Metadata-Version: 2.4
Name: klca
Version: 0.1.3
Summary: Korean lexical complexity analyzer.
Requires-Python: >=3.9
Description-Content-Type: text/markdown
Requires-Dist: huggingface_hub
Requires-Dist: stanza

# klca

`klca` is a Korean lexical complexity analyzer.

## Usage

Show help:

```bash
python3 -m klca --help
```

Analyze one file:

```bash
python3 -m klca file --input-file path/to/text.txt --output output.json
```

Analyze a folder:

```bash
python3 -m klca folder --input-dir path/to/texts --output results.csv
```

- Use `--recursive` to include text files in subfolders.
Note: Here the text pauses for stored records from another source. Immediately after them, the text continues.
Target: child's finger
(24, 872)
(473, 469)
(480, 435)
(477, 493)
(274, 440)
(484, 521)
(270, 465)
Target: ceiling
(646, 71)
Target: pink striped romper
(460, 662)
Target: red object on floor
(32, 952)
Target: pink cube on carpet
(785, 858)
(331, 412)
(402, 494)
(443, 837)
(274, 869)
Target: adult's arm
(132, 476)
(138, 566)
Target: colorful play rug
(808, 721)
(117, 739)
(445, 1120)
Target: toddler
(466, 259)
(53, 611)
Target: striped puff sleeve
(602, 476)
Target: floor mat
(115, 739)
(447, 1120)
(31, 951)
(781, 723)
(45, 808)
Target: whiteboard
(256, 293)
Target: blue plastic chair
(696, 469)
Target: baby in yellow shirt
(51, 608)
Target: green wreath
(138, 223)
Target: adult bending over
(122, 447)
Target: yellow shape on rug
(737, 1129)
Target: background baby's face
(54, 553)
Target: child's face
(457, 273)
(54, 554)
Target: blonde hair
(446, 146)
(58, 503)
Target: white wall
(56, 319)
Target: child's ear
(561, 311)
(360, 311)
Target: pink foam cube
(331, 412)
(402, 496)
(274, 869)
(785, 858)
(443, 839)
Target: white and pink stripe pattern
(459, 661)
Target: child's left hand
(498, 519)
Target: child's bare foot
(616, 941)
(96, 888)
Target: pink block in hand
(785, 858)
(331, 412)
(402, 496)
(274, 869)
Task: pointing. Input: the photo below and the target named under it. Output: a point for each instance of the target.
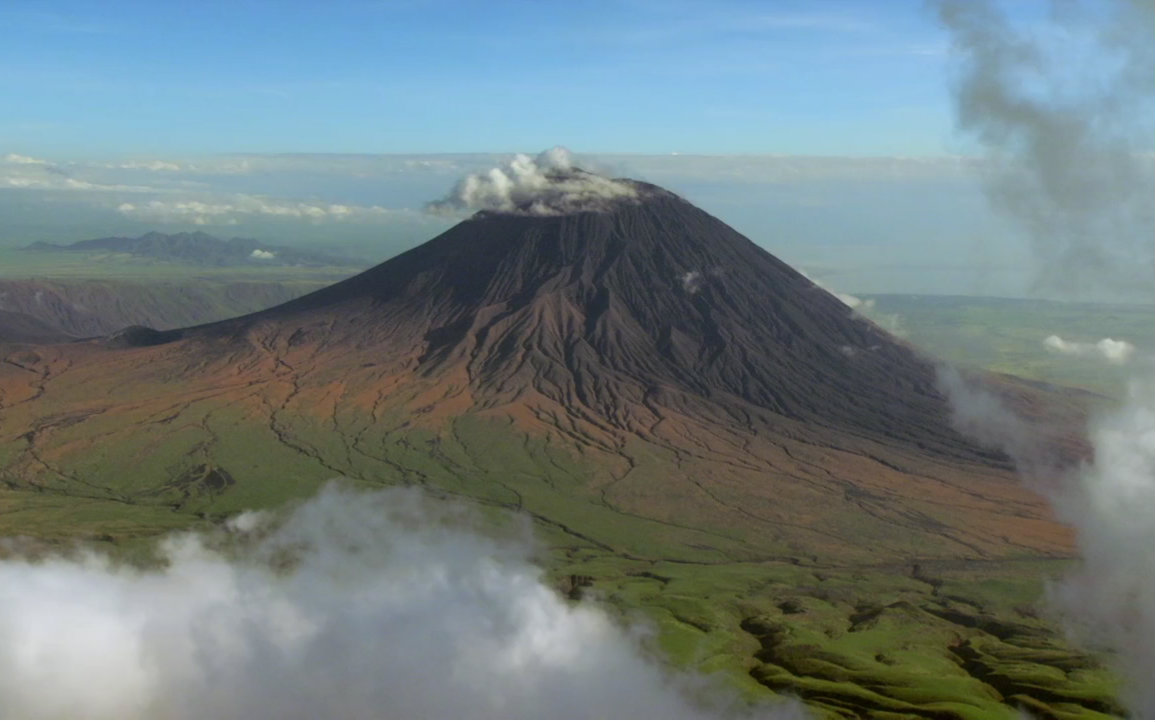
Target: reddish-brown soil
(703, 382)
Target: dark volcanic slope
(602, 309)
(642, 376)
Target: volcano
(640, 376)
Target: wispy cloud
(231, 210)
(386, 604)
(1108, 349)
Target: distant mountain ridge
(200, 248)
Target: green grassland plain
(963, 639)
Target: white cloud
(19, 159)
(229, 211)
(385, 604)
(546, 185)
(1109, 602)
(1109, 349)
(59, 181)
(148, 165)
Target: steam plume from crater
(548, 185)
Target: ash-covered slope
(638, 374)
(603, 309)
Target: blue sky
(829, 77)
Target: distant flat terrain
(94, 293)
(1007, 335)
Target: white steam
(1110, 601)
(1067, 131)
(548, 185)
(1108, 349)
(360, 604)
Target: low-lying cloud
(548, 185)
(1109, 602)
(1107, 349)
(230, 211)
(358, 604)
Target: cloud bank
(231, 210)
(382, 604)
(544, 186)
(1108, 349)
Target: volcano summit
(694, 428)
(687, 386)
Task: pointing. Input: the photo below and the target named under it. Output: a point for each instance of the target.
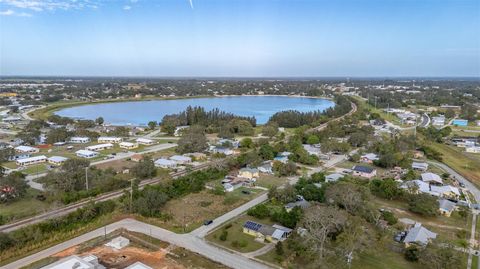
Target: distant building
(369, 158)
(137, 158)
(128, 145)
(99, 147)
(273, 233)
(446, 207)
(32, 160)
(364, 171)
(27, 149)
(419, 235)
(333, 177)
(145, 141)
(249, 173)
(79, 140)
(431, 178)
(109, 139)
(438, 121)
(86, 153)
(179, 159)
(57, 160)
(419, 166)
(165, 163)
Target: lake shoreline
(52, 109)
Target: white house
(179, 159)
(32, 160)
(86, 153)
(26, 149)
(145, 141)
(99, 147)
(431, 178)
(128, 145)
(79, 140)
(165, 163)
(109, 139)
(56, 160)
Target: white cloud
(10, 12)
(51, 5)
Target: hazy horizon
(247, 38)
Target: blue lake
(141, 112)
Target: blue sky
(244, 38)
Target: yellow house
(248, 173)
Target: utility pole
(86, 178)
(131, 195)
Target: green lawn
(25, 207)
(384, 259)
(236, 239)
Without it, only files directly inside `--input-dir` are processed.

## Included Resources
This package includes bundled resources used by the analyzer, including:

- Reference databases for frequency, range, and association, released as an open-source dataset (korean-fineweb-edu)
- Vocabulary grade database (National Institute of Korean Language resources), released under Korea Open Government License Type 1

## Morpheme Parsing and Tagging
- By default, `klca` uses the Korean `stanza` GSD model for tokenization, POS tagging, and lemmatization.
- The model is downloaded by `stanza` at runtime and is not bundled in this package.
- If you want to use a different Korean `stanza` model or a custom local model, you can modify the Stanza pipeline settings in the setting (both core.py and batch.py).

## License
- This project is licensed under the Creative Commons Attribution-NonCommercial-ShareAlike 4.0 International License.